Cette vision de la sexualité repose donc sur la « théorie de la primauté du plaisir », une « théorie du pouvoir social » où la sexualité est divisée et hiérarchisée par la société, et la liberté sexuelle supposant de refuser une sexualité « politiquement correcte ».

 

Là encore, l’autrice souligne que cette dichotomie a été poussée à l’extrême par les mouvements politiques. Elles sont essentialistes, supposant des attributs propres, intrinsèques à un système, offrant une vision simplifiée de la culture occidentale. Pourtant, « toutes les sociétés, et même toutes les classes et races au sein des cultures occidentales, n’ont pas organisé la sexualité selon un système aussi dichotomique […], ils traitent les identités de genre historiquement développées comme si elles étaient des universaux humains ». L’objectivisation sexuelle des femmes par le patriarcat ne peut être nié et des alternatives doivent être proposées, tant aux hommes qu’aux femmes[1], afin de valoriser un consentement libre et éclairé au-delà des positions inégales et contraignantes dans lesquelles se trouvent les femmes. Mais les fantasmes et l’ensemble des pratiques sexuelles doivent aussi être étudiées soigneusement comme pouvant empouvoirer celleux qui les pratiquent, en favorisant leur auto-détermination.

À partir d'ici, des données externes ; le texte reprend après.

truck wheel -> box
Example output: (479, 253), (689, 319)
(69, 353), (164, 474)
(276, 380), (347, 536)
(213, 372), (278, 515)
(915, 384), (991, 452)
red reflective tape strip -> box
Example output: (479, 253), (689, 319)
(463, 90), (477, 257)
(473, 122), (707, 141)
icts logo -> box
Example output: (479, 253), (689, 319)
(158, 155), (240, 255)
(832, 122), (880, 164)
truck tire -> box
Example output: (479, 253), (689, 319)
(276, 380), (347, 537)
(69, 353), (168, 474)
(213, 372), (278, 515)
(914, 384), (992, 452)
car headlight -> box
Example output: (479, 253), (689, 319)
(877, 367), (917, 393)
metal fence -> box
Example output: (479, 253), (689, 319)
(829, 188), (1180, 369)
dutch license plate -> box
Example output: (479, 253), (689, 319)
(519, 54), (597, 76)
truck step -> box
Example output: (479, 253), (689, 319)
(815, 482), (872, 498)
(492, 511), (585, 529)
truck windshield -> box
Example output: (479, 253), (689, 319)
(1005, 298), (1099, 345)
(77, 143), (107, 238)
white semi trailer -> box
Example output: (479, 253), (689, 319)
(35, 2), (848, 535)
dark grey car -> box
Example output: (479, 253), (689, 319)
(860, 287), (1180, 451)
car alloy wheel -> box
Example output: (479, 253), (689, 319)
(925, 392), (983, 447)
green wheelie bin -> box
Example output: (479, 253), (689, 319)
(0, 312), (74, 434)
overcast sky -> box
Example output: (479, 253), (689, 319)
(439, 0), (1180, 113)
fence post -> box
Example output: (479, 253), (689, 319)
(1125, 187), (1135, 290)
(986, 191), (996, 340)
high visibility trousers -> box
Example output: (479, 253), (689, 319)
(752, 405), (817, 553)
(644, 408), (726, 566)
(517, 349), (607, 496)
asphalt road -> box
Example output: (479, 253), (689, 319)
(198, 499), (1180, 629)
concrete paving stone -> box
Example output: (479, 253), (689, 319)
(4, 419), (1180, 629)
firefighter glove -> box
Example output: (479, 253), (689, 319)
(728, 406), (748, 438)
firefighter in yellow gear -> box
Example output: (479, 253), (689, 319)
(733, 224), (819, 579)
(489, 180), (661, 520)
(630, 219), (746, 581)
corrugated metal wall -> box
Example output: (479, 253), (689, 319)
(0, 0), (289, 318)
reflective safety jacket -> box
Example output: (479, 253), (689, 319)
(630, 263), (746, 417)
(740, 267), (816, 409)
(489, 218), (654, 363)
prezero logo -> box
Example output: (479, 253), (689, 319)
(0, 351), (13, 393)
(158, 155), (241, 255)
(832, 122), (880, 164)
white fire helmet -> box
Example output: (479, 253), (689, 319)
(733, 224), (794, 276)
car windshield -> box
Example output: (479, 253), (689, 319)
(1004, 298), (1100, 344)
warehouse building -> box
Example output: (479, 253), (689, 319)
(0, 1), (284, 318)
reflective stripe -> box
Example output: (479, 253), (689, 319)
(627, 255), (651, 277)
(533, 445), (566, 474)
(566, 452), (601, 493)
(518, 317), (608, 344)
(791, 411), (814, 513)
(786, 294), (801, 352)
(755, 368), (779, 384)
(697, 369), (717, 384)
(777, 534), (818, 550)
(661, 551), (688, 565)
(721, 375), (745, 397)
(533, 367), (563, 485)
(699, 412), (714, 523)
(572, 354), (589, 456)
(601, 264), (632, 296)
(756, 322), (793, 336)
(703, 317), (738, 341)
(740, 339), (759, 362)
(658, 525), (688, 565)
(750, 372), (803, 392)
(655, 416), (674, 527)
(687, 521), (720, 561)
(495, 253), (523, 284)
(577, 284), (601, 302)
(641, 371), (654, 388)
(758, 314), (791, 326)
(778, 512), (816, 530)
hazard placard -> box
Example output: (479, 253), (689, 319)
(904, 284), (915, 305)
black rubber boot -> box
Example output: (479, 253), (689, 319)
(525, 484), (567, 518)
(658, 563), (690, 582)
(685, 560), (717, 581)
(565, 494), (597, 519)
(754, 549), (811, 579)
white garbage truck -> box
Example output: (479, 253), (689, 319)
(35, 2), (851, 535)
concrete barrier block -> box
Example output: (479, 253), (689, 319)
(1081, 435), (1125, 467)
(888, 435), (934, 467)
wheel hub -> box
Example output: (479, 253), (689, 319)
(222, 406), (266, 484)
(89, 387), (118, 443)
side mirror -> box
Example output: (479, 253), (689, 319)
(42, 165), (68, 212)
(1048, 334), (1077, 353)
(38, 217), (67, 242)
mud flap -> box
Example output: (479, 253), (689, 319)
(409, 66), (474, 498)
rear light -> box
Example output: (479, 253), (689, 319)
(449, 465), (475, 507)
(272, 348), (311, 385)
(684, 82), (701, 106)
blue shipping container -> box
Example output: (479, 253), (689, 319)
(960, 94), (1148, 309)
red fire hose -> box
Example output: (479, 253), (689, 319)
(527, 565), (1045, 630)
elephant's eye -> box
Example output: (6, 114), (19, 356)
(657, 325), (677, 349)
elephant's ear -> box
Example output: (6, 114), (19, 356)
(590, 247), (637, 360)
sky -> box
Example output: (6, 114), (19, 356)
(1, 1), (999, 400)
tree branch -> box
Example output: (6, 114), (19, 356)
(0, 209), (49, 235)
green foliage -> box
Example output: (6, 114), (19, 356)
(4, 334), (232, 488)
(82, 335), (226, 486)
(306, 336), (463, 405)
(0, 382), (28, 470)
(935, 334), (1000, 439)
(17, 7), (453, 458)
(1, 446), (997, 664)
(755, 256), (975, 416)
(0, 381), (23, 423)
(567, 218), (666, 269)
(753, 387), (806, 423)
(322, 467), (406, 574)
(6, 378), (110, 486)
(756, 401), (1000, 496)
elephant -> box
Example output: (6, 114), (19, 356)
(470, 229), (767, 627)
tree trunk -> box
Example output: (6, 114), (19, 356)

Ainsi, au lieu de s’opposer, l’autrice propose de « développer une érotique et une éducation sexuelle féministes qui visent à rendre les gens conscients de ces contradictions afin d’encourager de nouvelles formes de production de fantasmes féministes ». Pour cela, elle propose de construire une échelle de pratiques sexuelles, entre celles interdites, celles risquées et celles basiques. Les pratiques interdites seraient celles où les relations de domination sont explicites, prouvées, comme le viol, l’inceste, les violences conjugales ou la pédophilie. Les pratiques risquées sont celles qui peuvent engendrer des relations de domination, sans qu’il n’y ait de preuves conclusives à tous ces types de relations, comme le BDSM, la pornographie, le travail du sexe, mais aussi le mariage hétérosexuel monogame. Les relations basiques « se distinguent par la négociation consciente et l’égalisation des partenaires en fonction des différentes relations de pouvoir (économique, social [par exemple, âge, sexe], etc.) qui existent entre eux ». Cependant, cette distinction entre relations basiques et risquées relève d’un choix individuel, et la « moralité féministe » se doit d’être plurielle : les femmes « devraient être libres de choisir entre les pratiques basiques et les pratiques à risque sans craindre une condamnation morale de la part des autres » femmes[2].

 


Notes de bas de page :

 

[1] Et à toutes les personnes du spectre de genre, il faudrait rajouter.

[2] L’autrice utilise le mot de « féministes » dans son article, mais je préfère traduire en « femmes ».